Défendre la femme signifie-t-il attaquer l'homme?

Pas du tout ! En plus, ce n'est pas aussi binaire. La femme est dans l'homme et l'homme est dans la femme. On se dirige de plus en plus vers une confusion des sexes. Est-ce un bien, est-ce un mal? Je n'en sais rien, je ne voudrais surtout pas être un donneur de leçons. Je constate simplement que la violence de l'homme à l'égard de la femme, que ce soit par le biais physique ou mental, est encore trop fréquente. Trop de faits divers nous le rappellent.

Vous m'avez dit, avant de commencer cette interview que vous aviez été très irrité par certaines critiques qui avaient qualifié votre premier roman de porno?

Alors là, oui! Parce que les gens qui disent de pareilles bêtises ne savent vraiment pas de quoi ils parlent. Ils sont simplement obnubilés par de vieux principes bien-pensants. Ils repèrent un inceste lesbien, lisent l'une ou l'autre description de l'acte, et hop!, adjugé, c'est porno! Ils n'ont manifestement rien compris à la littérature d'aujourd'hui. La pornographie, qu'elle soit littéraire ou cinématographique, est un genre à part entière dont la vocation est masturbatoire. La Langoureuse et Alissia Lone relèvent d'un tout autre... ressort.

Vous vous plaignez... Mais pourtant, il n'y a rien eu de tel dans la presse. Au contraire, vous avez reçu beaucoup d'éloges...

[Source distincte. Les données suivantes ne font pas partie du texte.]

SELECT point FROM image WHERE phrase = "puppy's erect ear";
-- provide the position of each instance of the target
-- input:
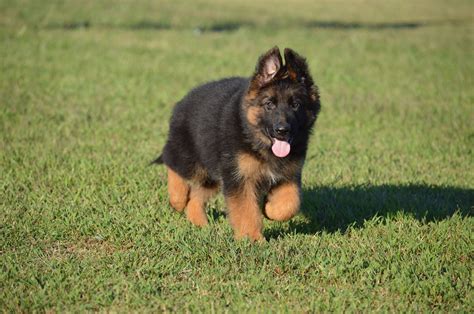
(267, 67)
(297, 67)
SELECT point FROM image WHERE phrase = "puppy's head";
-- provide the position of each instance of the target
(282, 101)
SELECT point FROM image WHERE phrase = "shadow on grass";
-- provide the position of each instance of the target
(217, 27)
(234, 25)
(337, 208)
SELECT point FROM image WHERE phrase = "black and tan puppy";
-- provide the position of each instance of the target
(249, 138)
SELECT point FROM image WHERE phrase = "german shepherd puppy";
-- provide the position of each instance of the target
(247, 137)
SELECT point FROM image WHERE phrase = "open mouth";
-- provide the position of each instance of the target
(281, 145)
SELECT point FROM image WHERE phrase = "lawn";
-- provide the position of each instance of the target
(86, 91)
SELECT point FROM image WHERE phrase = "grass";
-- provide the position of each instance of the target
(86, 91)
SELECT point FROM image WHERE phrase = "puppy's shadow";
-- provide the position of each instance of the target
(334, 209)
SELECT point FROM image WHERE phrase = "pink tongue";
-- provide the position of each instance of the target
(280, 148)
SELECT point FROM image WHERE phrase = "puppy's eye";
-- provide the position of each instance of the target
(295, 105)
(269, 105)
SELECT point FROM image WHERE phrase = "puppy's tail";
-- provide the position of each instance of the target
(157, 161)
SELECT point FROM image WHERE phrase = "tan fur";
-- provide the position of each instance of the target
(196, 209)
(244, 214)
(178, 190)
(283, 202)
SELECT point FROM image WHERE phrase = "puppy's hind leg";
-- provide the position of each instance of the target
(178, 190)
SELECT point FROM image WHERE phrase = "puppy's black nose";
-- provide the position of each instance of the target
(282, 129)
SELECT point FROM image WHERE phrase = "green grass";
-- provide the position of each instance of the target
(86, 91)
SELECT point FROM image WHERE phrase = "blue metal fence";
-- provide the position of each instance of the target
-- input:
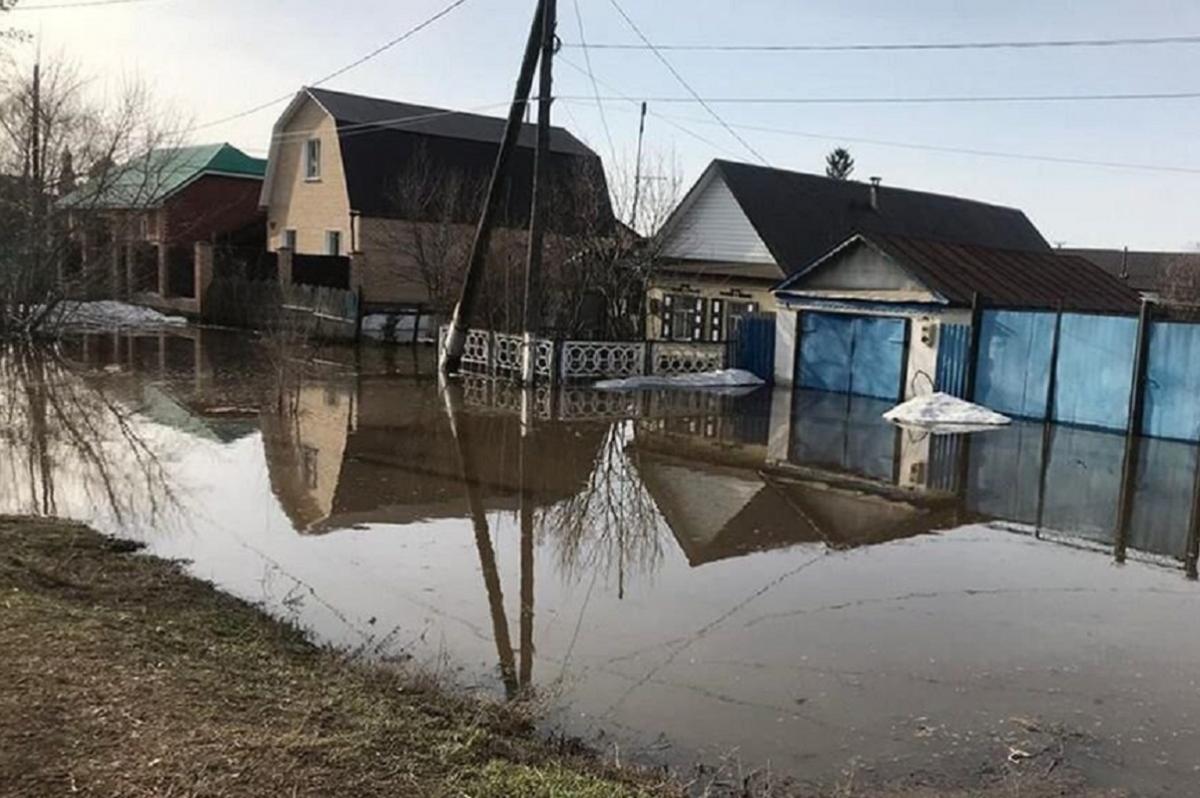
(1173, 382)
(1013, 375)
(1093, 365)
(953, 352)
(754, 349)
(852, 354)
(1093, 372)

Oui, en effet. Au niveau des critiques littéraires, mon premier roman a été très bien accueilli. Les jugements moraux que vous mentionniez viennent plutôt de proches peu habitués à la lecture. En fait, au sein du public, La Langoureuse a suscité des réactions incroyablement diverses. De la folie admirative et du rejet. J'aime cette dualité. Au moins, je n'ai pas écrit un livre consensuel, mais un roman qui suscite des réactions d'épiderme et qui imprègne les mémoires.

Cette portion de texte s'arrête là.